The auto classification function is an AI-based classifier.  It uses the tokenized items from the assigned training fields as the input plus some pre-processing to eliminate highly common terms.  All training fields are weighted equally.  The user can control which fields are used as training.

For example, if you set Abstract and Title as the training fields (the default setting) and set up a Record Classification containing two categories (Red & Blue), as the user manually categorizes records into the Red and Blue categories, the classifier tokenizes the Abstracts and Titles, removes highly frequent common tokens across the entire file, and then compares the remaining tokens in the Red records with the remaining tokens in the Blue records.  It checks these against the tokens in all the records to determine a confidence level in its ability to assign records.

So for example, if all your manually assigned Red records all have “Widget” and all your manually assigned Blue records have “Gadget”, then the algorithm begins to associate Widget with Red and Gadget with Blue.  But do keep in mind that the algorithm is doing this score keeping across all the tokens in each assigned record.  So some tokens will be unique to Red and help define Red while others will be general tokens that appear in both Red and Blue. These common tokens drive down the confidence level.  The tokens that are unique to one category improve the confidence level.  Tokens that proportionally appear more in one category over others also improves the confidence level.

The algorithm is designed to need less than 100 manually assigned records to produce a usable result.  However, if the user garbles the training (puts things in the wrong category) or uses multi-valued categories (the same record can be placed in multiple categories) then things can take a little longer and confidence levels will not be as high.  The system will also have issues if the user does not put any or just a few records into one category.  For example, if your record classification has six categories but the user only trains five of the categories, the lack of training in the empty category will decrease the system's confidence.

The user can manually train as many records as they wish.  The system will update the classifier’s confidence dynamically.  Once the user has reached an acceptable confidence level, they can start the auto-classifier to assign the remaining records.  If the auto-classifier is unable to assign a record, it will place it in a new “Unclassified” category.

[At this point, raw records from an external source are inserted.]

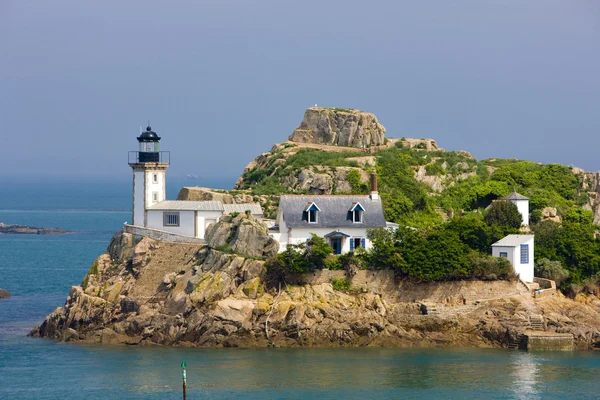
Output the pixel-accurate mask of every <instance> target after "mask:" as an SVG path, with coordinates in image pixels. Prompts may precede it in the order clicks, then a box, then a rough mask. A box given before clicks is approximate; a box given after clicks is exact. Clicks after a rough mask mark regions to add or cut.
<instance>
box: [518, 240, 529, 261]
mask: <svg viewBox="0 0 600 400" xmlns="http://www.w3.org/2000/svg"><path fill="white" fill-rule="evenodd" d="M520 249H521V264H529V245H528V244H522V245H521V248H520ZM523 260H525V261H523Z"/></svg>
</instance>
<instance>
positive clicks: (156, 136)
mask: <svg viewBox="0 0 600 400" xmlns="http://www.w3.org/2000/svg"><path fill="white" fill-rule="evenodd" d="M138 142H140V156H139V157H140V158H139V162H159V161H160V136H158V135H157V134H156V132H153V131H152V128H150V127H147V128H146V132H144V133H142V134H141V135H140V136H139V137H138Z"/></svg>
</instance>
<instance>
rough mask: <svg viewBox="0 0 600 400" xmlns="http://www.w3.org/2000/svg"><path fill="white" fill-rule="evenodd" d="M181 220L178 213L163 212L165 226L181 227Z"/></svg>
mask: <svg viewBox="0 0 600 400" xmlns="http://www.w3.org/2000/svg"><path fill="white" fill-rule="evenodd" d="M180 224H181V218H180V215H179V212H177V211H165V212H163V226H180Z"/></svg>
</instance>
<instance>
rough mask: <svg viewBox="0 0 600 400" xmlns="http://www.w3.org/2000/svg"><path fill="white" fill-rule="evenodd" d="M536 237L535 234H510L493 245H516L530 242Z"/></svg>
mask: <svg viewBox="0 0 600 400" xmlns="http://www.w3.org/2000/svg"><path fill="white" fill-rule="evenodd" d="M533 238H534V235H508V236H505V237H503V238H502V239H500V240H498V241H497V242H496V243H494V244H492V247H494V246H499V247H515V246H518V245H520V244H523V243H527V242H529V241H530V240H531V239H533Z"/></svg>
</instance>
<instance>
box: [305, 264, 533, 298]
mask: <svg viewBox="0 0 600 400" xmlns="http://www.w3.org/2000/svg"><path fill="white" fill-rule="evenodd" d="M303 278H304V279H303V280H304V282H305V283H308V284H311V285H318V284H321V283H329V282H331V281H332V280H333V279H334V278H348V279H350V282H351V284H352V286H353V287H356V288H360V289H364V290H367V291H369V292H373V293H378V294H382V295H383V296H384V298H386V300H390V301H394V302H403V303H412V302H432V303H443V304H448V305H461V304H472V303H473V302H475V301H485V300H492V299H499V298H504V297H508V296H511V295H518V294H521V293H526V292H527V289H525V287H523V286H522V285H519V284H518V282H517V281H515V282H509V281H485V282H484V281H453V282H422V283H417V282H408V281H399V282H397V281H396V280H395V278H394V271H391V270H385V271H365V270H359V271H357V273H356V275H355V276H353V277H351V278H350V277H349V276H348V274H347V272H346V271H330V270H319V271H314V272H312V273H310V274H306V275H304V277H303Z"/></svg>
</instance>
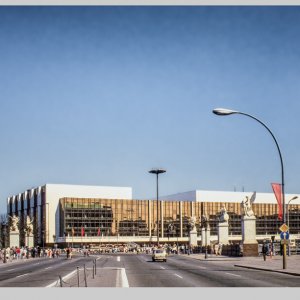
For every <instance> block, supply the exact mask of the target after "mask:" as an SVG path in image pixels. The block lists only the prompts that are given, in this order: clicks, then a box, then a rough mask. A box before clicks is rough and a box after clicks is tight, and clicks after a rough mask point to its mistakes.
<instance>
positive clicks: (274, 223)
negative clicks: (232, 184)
mask: <svg viewBox="0 0 300 300" xmlns="http://www.w3.org/2000/svg"><path fill="white" fill-rule="evenodd" d="M223 205H224V206H225V207H226V209H227V212H228V214H229V216H230V218H229V235H230V236H238V235H241V234H242V232H241V207H240V203H229V202H226V203H224V202H191V201H159V211H158V218H157V205H156V200H114V199H80V198H62V199H60V236H61V237H71V236H74V237H79V236H82V235H84V236H85V237H97V236H99V235H100V236H102V237H108V236H120V237H122V236H132V237H134V236H136V237H141V236H148V237H149V236H150V237H151V236H156V235H157V226H159V237H161V238H167V237H179V238H184V237H188V236H189V218H190V217H191V216H192V215H194V216H196V219H197V223H196V227H197V231H198V235H201V217H202V216H203V215H206V216H207V217H208V220H209V225H210V230H211V231H210V234H211V235H217V234H218V232H217V225H218V218H219V215H220V210H221V207H222V206H223ZM289 209H290V228H291V230H290V232H291V233H292V234H297V233H298V232H299V231H300V205H291V206H290V208H289ZM253 211H254V214H255V216H256V233H257V235H274V234H278V233H279V227H280V226H281V225H282V221H281V220H279V219H278V212H277V205H276V204H253ZM82 228H84V229H83V230H84V233H83V232H82Z"/></svg>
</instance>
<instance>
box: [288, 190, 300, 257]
mask: <svg viewBox="0 0 300 300" xmlns="http://www.w3.org/2000/svg"><path fill="white" fill-rule="evenodd" d="M296 199H298V196H294V197H293V198H292V199H290V200H289V202H288V204H287V206H286V212H287V225H288V227H289V228H290V210H289V205H290V202H291V201H293V200H296ZM289 230H290V229H289ZM288 255H289V256H290V255H291V247H290V245H288Z"/></svg>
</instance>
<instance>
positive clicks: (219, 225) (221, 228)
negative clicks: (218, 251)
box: [218, 222, 229, 245]
mask: <svg viewBox="0 0 300 300" xmlns="http://www.w3.org/2000/svg"><path fill="white" fill-rule="evenodd" d="M228 227H229V225H228V222H220V223H219V224H218V243H222V244H223V245H228V244H229V238H228Z"/></svg>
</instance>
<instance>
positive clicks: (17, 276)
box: [16, 273, 29, 277]
mask: <svg viewBox="0 0 300 300" xmlns="http://www.w3.org/2000/svg"><path fill="white" fill-rule="evenodd" d="M26 275H29V273H26V274H22V275H18V276H16V277H22V276H26Z"/></svg>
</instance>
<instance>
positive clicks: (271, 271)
mask: <svg viewBox="0 0 300 300" xmlns="http://www.w3.org/2000/svg"><path fill="white" fill-rule="evenodd" d="M234 266H235V267H238V268H245V269H252V270H260V271H267V272H275V273H281V274H287V275H293V276H300V274H299V273H294V272H292V271H281V270H272V269H264V268H259V267H252V266H241V265H234Z"/></svg>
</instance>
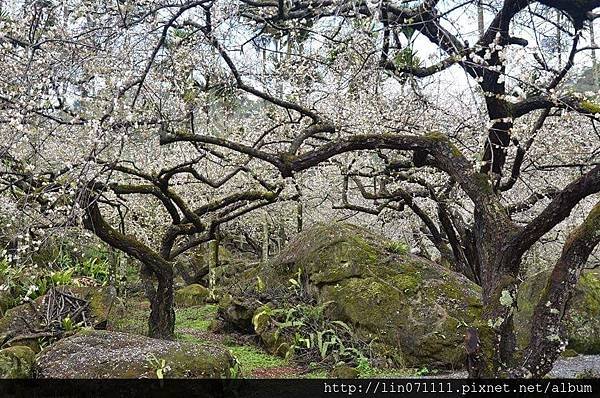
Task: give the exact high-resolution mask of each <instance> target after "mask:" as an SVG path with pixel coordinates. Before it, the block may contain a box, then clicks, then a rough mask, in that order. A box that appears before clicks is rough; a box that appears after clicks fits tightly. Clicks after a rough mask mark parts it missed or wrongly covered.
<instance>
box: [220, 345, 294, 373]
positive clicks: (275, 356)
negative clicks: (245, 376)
mask: <svg viewBox="0 0 600 398" xmlns="http://www.w3.org/2000/svg"><path fill="white" fill-rule="evenodd" d="M228 348H229V351H231V353H232V354H233V356H234V357H236V359H237V360H238V362H239V364H240V366H241V368H242V372H243V373H244V374H246V375H248V374H249V373H251V372H252V371H254V370H256V369H268V368H276V367H279V366H285V365H287V364H288V362H287V361H286V360H285V359H283V358H280V357H276V356H274V355H270V354H268V353H266V352H265V351H263V350H261V349H260V348H257V347H253V346H245V345H244V346H231V347H228Z"/></svg>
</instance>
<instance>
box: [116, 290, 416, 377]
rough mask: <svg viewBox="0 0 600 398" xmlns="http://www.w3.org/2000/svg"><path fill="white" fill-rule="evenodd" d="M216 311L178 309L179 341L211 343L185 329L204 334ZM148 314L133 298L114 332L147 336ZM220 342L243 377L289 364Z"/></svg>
mask: <svg viewBox="0 0 600 398" xmlns="http://www.w3.org/2000/svg"><path fill="white" fill-rule="evenodd" d="M216 312H217V306H216V305H212V304H208V305H203V306H196V307H188V308H178V309H176V311H175V330H176V333H175V337H176V339H177V340H179V341H187V342H191V343H205V344H206V343H207V342H209V343H210V341H208V340H205V339H204V338H203V337H202V336H203V335H202V333H200V336H197V335H194V334H191V333H185V332H183V331H184V330H186V329H187V330H192V331H193V330H197V331H202V332H206V331H208V328H209V325H210V323H211V321H212V320H213V319H214V317H215V314H216ZM149 313H150V308H149V304H148V302H147V301H146V299H145V298H144V297H141V296H140V297H130V298H129V300H128V302H127V307H126V310H125V311H124V313H123V315H121V316H119V317H118V318H116V319H115V320H114V322H113V323H112V329H113V330H115V331H123V332H128V333H135V334H140V335H146V334H147V330H148V324H147V322H148V315H149ZM221 342H222V344H224V345H225V346H226V347H227V348H228V349H229V351H230V352H231V354H232V355H233V356H235V357H236V359H237V361H238V363H239V364H240V366H241V369H242V372H243V375H244V376H246V377H248V376H250V375H251V374H252V372H254V371H256V370H261V369H271V368H278V367H285V366H289V365H290V363H289V361H288V360H286V359H283V358H281V357H278V356H274V355H271V354H269V353H267V352H266V351H264V350H263V349H261V348H260V347H257V346H254V345H248V344H243V345H240V344H239V343H237V342H236V340H235V339H234V338H232V336H228V335H226V336H224V338H223V339H222V340H221ZM427 373H428V372H427V371H425V372H424V369H377V368H373V367H371V366H366V367H364V368H363V369H360V377H361V378H390V377H415V376H421V375H423V374H427ZM327 376H328V375H327V371H326V370H323V369H315V370H313V371H311V372H309V373H306V374H303V375H296V377H303V378H308V379H322V378H327Z"/></svg>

Deciding acceptable confidence is up to the user.  The confidence measure is a measure of the system’s belief in its ability to correctly assign any given record.  As the user is training the classifier, the AI system is building a knowledge base.  The confidence measure is an assessment of the quality of the knowledge base.

Best Practices

  • Create all your classifications and categories up front then go into the Smart Trainer. This will help the algorithm pick records to classify in an attempt to populate each category early on in the process.
  • Create a disregard category if you have records that you don’t want to factor into the Smart Trainer at all. Records that go into the disregard category are ignored entirely for the purposes of auto-classification.
  • When ‘Allow Multiple Selection’ is toggled on for a Classification, the Smart Trainer will treat each Category as “Yes/No.” This can be beneficial if it fits your specific scheme, but in general the Smart trainer will perform better on discrete categories like the Red/Blue example.
  • When importing a knowledge base, the data must contain the same training fields as the dataset it was exported out of, and should generally be from a similar technology space since the Smart Trainer relies on matching terminology within the training fields.

More FAQ

If I run the auto-classifier on the one class after it's reached an acceptable threshold, then continue to smart train on the others, will it re-show me records I've only partly classified?

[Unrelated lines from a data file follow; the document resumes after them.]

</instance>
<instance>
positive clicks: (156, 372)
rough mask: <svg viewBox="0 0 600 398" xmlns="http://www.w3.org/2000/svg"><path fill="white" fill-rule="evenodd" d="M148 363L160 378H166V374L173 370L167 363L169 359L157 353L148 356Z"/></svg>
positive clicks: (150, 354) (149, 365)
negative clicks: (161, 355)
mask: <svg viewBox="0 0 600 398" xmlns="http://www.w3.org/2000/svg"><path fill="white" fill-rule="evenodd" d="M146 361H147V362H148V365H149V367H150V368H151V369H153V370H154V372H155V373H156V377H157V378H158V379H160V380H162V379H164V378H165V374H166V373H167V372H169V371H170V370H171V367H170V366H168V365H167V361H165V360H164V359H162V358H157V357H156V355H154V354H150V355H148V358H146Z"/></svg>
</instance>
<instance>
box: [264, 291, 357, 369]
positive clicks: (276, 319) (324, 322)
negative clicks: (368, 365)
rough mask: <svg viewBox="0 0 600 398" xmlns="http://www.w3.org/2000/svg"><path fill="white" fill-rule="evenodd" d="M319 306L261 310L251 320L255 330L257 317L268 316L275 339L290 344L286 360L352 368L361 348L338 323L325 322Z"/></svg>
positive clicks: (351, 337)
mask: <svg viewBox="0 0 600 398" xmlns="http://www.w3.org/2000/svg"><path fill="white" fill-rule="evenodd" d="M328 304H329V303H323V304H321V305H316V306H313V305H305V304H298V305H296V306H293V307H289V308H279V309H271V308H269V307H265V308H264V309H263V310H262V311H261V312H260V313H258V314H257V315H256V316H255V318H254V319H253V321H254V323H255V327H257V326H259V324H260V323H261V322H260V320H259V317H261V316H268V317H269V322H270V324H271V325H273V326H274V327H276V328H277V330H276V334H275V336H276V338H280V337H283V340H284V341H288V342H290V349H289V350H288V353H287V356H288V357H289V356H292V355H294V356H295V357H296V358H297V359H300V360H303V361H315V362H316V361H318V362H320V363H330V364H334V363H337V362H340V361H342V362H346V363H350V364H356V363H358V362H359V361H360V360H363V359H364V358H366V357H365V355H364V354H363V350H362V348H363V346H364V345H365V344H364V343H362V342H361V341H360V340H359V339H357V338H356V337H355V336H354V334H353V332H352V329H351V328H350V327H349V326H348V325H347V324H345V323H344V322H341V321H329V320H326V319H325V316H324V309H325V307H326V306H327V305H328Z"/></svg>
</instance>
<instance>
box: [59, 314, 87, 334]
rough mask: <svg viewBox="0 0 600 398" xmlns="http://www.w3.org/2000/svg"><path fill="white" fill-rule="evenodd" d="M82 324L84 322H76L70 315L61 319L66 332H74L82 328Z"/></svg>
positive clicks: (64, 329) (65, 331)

ANSWER: The Smart Trainer will favor showing you records that have not been classified in EITHER classification, so it may be a while before you see any that have already been classified in your original classification.

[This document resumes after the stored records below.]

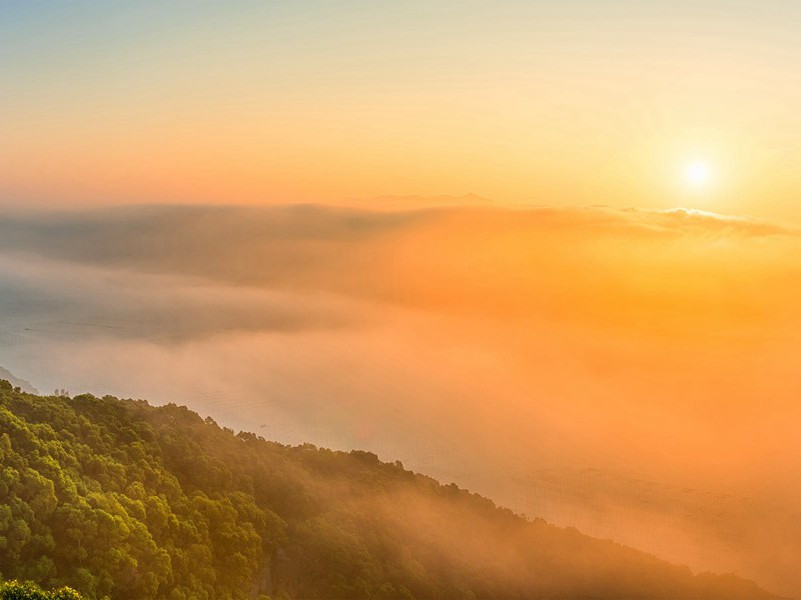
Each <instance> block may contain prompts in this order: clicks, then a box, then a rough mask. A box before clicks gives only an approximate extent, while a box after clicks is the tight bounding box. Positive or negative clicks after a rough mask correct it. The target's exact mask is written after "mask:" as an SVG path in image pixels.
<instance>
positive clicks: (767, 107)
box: [0, 0, 801, 220]
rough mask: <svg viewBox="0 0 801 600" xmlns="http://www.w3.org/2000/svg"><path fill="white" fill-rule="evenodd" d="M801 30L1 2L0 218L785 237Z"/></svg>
mask: <svg viewBox="0 0 801 600" xmlns="http://www.w3.org/2000/svg"><path fill="white" fill-rule="evenodd" d="M799 25H801V7H799V6H798V4H797V3H795V2H778V1H768V2H759V3H757V2H737V1H727V2H721V1H710V2H704V3H697V2H686V1H685V2H683V1H679V2H647V3H643V2H630V1H615V0H610V1H606V2H589V1H583V0H567V1H564V2H513V1H512V2H501V3H492V4H488V3H481V2H470V1H467V2H459V3H451V2H416V1H412V2H404V3H392V4H390V5H387V4H386V3H374V2H357V1H342V2H293V3H279V2H235V3H204V2H201V3H189V2H174V3H148V2H130V3H110V4H109V3H100V2H89V3H87V2H69V3H66V2H53V3H46V2H45V3H43V2H36V3H22V2H17V3H15V2H4V3H2V5H0V76H2V78H3V81H4V86H3V91H2V93H1V94H0V129H2V131H3V141H2V145H0V164H2V166H1V167H0V196H1V197H2V198H3V202H4V203H5V204H12V205H13V204H15V203H23V202H24V203H27V204H31V205H45V206H51V205H58V206H73V205H78V206H86V205H97V204H107V203H131V202H148V203H149V202H205V203H236V204H241V203H247V204H263V203H284V202H331V203H342V202H345V201H348V200H350V199H353V198H358V199H370V198H373V197H376V196H383V195H401V196H403V195H420V196H432V195H440V194H449V195H462V194H466V193H474V194H478V195H480V196H483V197H487V198H491V199H493V200H495V201H497V202H501V203H505V204H521V203H522V204H532V203H533V204H550V203H553V202H555V201H558V202H560V203H563V204H569V205H576V204H580V205H586V204H596V203H601V204H609V205H613V206H639V207H650V208H670V207H674V206H688V207H690V208H698V209H704V210H714V211H717V212H723V213H734V214H750V215H755V216H761V217H774V216H775V217H777V218H781V219H794V220H797V219H798V209H797V207H796V204H797V203H796V202H795V198H796V196H797V193H798V190H799V187H801V175H799V173H798V170H797V169H795V168H794V164H795V157H796V156H797V154H798V152H799V149H800V148H799V144H801V142H799V140H801V135H799V134H800V133H801V116H799V115H798V111H797V110H796V109H795V107H797V106H798V105H799V101H801V69H799V68H798V67H799V64H800V62H801V42H799V40H798V36H797V35H796V32H797V30H798V27H799ZM699 160H700V161H703V162H704V163H706V164H708V168H709V170H710V173H711V177H710V182H709V185H708V186H704V189H703V190H699V189H693V188H692V187H691V186H687V185H686V184H685V181H684V178H683V176H682V173H683V171H684V170H685V169H686V168H687V165H688V164H690V163H692V162H693V161H699ZM554 198H558V200H554Z"/></svg>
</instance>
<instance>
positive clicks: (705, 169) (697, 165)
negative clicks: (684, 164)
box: [683, 160, 712, 189]
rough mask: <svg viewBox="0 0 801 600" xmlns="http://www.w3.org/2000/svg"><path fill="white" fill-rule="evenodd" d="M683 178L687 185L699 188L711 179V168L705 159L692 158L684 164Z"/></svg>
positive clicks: (688, 185)
mask: <svg viewBox="0 0 801 600" xmlns="http://www.w3.org/2000/svg"><path fill="white" fill-rule="evenodd" d="M683 178H684V183H685V184H687V185H688V186H689V187H691V188H694V189H701V188H704V187H706V186H707V185H709V183H710V181H711V180H712V170H711V169H710V167H709V165H708V164H707V163H706V162H705V161H703V160H693V161H692V162H689V163H687V164H686V165H685V166H684V172H683Z"/></svg>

If I'm adding new subclasses to a class I've already run auto-classify on, and created an unclassified group, use the smart trainer, then rerun the auto-classifier, does it keep the same choices as before or reallocate based on the new additions? What happens to the unclassified records?

ANSWER: Once the auto-classifier runs, it will not second guess itself even if you change the categories.  So, if your original categories are RED and BLUE and you run the classifier, if you later add a GREEN category, the classifier will not look at a record and say “I put this in RED before, but now I think I’ll change it to GREEN”.  For that matter, the classifier won’t even change it’s mind on things it puts in the Unclassified group.  You’ll need to delete that category to “free up” those records to be re-classified.

If I create a sub-dataset, does the smart trainer reset itself or carry over the ‘training’?

ANSWER: Creating a sub-dataset will carry over the classifications, but the underlying knowledge base will re-build itself based on the smaller dataset. i.e. the auto-classifier might make different predictions in a sub-dataset than it would in the original.  To use the knowledge base as-built and then apply it to a sub-dataset, we recommend training in the main dataset, exporting the kb, creating the subdataset, and importing the kb. Then run the auto-classifier for the imported kb field.